Lary m’avait donné l’adresse d’une vieille dame propriétaire d’un chenil, au nord de l’île. Une certaine Bethy Amer connue dans tout le village pour son amour inconditionnel envers les toutous en tout genre, mais aussi pour être la matriarche d’une portée de 26 Ouginaks de tout âge.

Le jappement des chienchiens, audible à des centaines de kamètres, me hérissait les poils. La bâtisse, tout de guingois, donnait l’impression d’être prête à s’effondrer. L’allée qui y menait était jonchée de détritus. Aussitôt après les trois coups portés à la porte en bois branlante, une vieille dame à l’air suspicieux apparut derrière une petite lucarne. Son regard en disait long sur elle. Le genre à ne plus croire en la race Douzienne et à penser que seuls ses animaux méritaient sa confiance...

« Saul Greyjak du Département Policier d’Ecaflip City. Je peux vous poser quelques questions ?

- Si c’est au sujet du scandale des croquettes, j’ai dit tout ce que j’avais à dire !

- C’est pas c’que semble penser Lary. »

Un cliquetis suivi d’un enchaînement de bruits de cadenas qu’on déverrouille me firent comprendre deux choses : Bethy n’était pas tranquille et le prénom de Lary faisait toujours son p’tit effet sur les femmes, peu importe leur âge.

La porte à peine ouverte, l’odeur me prit à la truffe. Un mélange d’urine et d’effluves bestiales s’engouffra dans mes narines avec la violence d’un uppercut. À l’intérieur de la maisonnée régnait un véritable capharnaüm.

« Entrez, entrez, j’allais justement faire de la tisane. » Le ton était mielleux et faux.

À peine avais-je franchi le seuil de la porte qu’un dauge aux poils grisâtres et tout emmêlés vint coller sa truffe humide contre mes orteils.

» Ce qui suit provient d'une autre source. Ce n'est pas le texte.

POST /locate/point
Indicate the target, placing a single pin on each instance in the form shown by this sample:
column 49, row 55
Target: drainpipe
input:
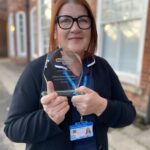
column 27, row 10
column 148, row 111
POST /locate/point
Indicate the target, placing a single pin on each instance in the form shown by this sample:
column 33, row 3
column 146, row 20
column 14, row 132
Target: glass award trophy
column 64, row 69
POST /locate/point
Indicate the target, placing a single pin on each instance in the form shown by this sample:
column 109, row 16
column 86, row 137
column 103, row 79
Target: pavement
column 132, row 137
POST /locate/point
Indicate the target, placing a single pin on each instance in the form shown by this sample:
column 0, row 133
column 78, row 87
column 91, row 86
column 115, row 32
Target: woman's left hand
column 89, row 102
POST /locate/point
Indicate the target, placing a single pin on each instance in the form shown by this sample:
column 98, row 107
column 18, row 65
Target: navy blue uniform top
column 28, row 123
column 88, row 143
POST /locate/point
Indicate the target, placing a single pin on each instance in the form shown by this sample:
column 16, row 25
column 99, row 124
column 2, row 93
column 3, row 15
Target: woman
column 48, row 122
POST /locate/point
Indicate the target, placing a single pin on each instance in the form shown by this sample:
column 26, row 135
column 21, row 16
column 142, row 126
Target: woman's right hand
column 55, row 106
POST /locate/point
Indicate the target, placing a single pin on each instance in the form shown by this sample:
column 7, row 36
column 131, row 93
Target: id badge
column 81, row 130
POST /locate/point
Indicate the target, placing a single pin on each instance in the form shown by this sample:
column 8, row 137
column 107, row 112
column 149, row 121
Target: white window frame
column 19, row 52
column 41, row 45
column 11, row 29
column 32, row 32
column 125, row 77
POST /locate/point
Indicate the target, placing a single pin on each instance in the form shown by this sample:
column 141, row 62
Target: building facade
column 3, row 29
column 123, row 40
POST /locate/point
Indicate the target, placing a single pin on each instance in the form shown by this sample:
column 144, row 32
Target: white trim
column 32, row 31
column 99, row 29
column 125, row 77
column 11, row 30
column 19, row 52
column 39, row 29
column 142, row 43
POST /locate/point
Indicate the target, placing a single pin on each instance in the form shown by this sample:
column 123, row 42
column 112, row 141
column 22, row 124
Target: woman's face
column 75, row 39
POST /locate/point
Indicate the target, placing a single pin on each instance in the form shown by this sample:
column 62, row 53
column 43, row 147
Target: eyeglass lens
column 66, row 22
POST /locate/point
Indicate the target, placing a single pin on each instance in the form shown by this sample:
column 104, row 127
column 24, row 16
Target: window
column 33, row 32
column 11, row 29
column 44, row 27
column 121, row 26
column 21, row 34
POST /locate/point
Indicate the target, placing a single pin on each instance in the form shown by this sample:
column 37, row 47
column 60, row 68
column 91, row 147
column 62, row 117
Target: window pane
column 129, row 38
column 121, row 9
column 110, row 41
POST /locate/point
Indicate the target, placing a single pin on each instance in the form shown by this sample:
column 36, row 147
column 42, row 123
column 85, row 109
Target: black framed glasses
column 66, row 22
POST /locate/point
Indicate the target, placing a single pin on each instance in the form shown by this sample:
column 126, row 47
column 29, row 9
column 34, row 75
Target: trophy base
column 62, row 93
column 66, row 93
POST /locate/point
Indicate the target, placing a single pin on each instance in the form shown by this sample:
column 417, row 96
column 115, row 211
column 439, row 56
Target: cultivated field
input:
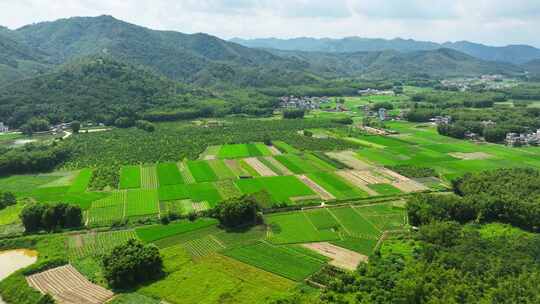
column 68, row 286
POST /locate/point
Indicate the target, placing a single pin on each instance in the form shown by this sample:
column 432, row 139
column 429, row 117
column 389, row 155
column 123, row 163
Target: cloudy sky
column 495, row 22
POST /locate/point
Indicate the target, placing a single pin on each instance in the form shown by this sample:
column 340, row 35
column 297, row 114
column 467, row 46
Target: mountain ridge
column 514, row 53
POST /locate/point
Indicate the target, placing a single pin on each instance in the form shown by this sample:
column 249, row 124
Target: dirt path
column 259, row 167
column 279, row 166
column 325, row 195
column 349, row 158
column 341, row 257
column 358, row 182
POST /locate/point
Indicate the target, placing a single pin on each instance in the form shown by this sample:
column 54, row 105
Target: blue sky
column 494, row 22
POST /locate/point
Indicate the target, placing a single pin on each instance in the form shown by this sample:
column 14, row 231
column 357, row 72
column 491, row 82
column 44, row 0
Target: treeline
column 508, row 195
column 37, row 217
column 493, row 124
column 7, row 199
column 32, row 158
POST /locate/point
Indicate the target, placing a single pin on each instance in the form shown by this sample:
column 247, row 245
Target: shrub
column 131, row 264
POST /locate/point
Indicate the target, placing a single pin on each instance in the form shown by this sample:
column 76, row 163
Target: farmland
column 336, row 200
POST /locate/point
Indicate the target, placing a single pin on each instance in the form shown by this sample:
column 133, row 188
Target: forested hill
column 434, row 63
column 198, row 58
column 100, row 89
column 205, row 60
column 517, row 54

« Kiki, tu veux bien laisser monsieur tranquille ?! Pardonnez-le, il a horreur des chachas ... »

Bim ! dans mes canines. La vieille était du genre à égratigner. Je fis mine de n’avoir rien entendu.

Elle m’invita à m’installer dans un canapé au revêtement défraîchi et recouvert de jouets pour chienchiens mâchouillés, encore dégoulinants de bave.

« POOOÛÛÛEEET !! »

Le koinkoin en plastique sur lequel je venais de poser mes fesses fit se réveiller en sursaut un chienchien tigré endormi à l’extrême opposé de ma place.  

« Je reviens dans une minute. »

Tandis que l’Ouginak se rendait à la cuisine, j’en profitai pour examiner attentivement les lieux. Une étagère remplie d’ouvrages consacrés au dressage canin et de bibelots en porcelaine tous plus kitsch les uns que les autres me faisait face. Au sol, des paniers rembourrés à la propreté douteuse étaient disposés un peu partout. La plupart étaient vides, seuls deux étaient occupés par des chienchiens qui me fixaient comme des statues de porcelaine, l’un d’eux tenant un os dans la gueule. Je m’enfonçai un peu plus dans les coussins quand j’entendis un bruit métallique. En me retournant, je découvris une porte accolée au dos du canapé. Ce que j’avais fait tomber au sol était la clef qui se trouvait logée dans la serrure. Je jetai un coup d’œil à travers, mais la vue était tellement encombrée que je ne distinguais rien de plus qu’une sorte de paquet. Dessus, un logo bleu représentait une petite créature qui me rappelait étrangement une divinité. Bethy était déjà de retour.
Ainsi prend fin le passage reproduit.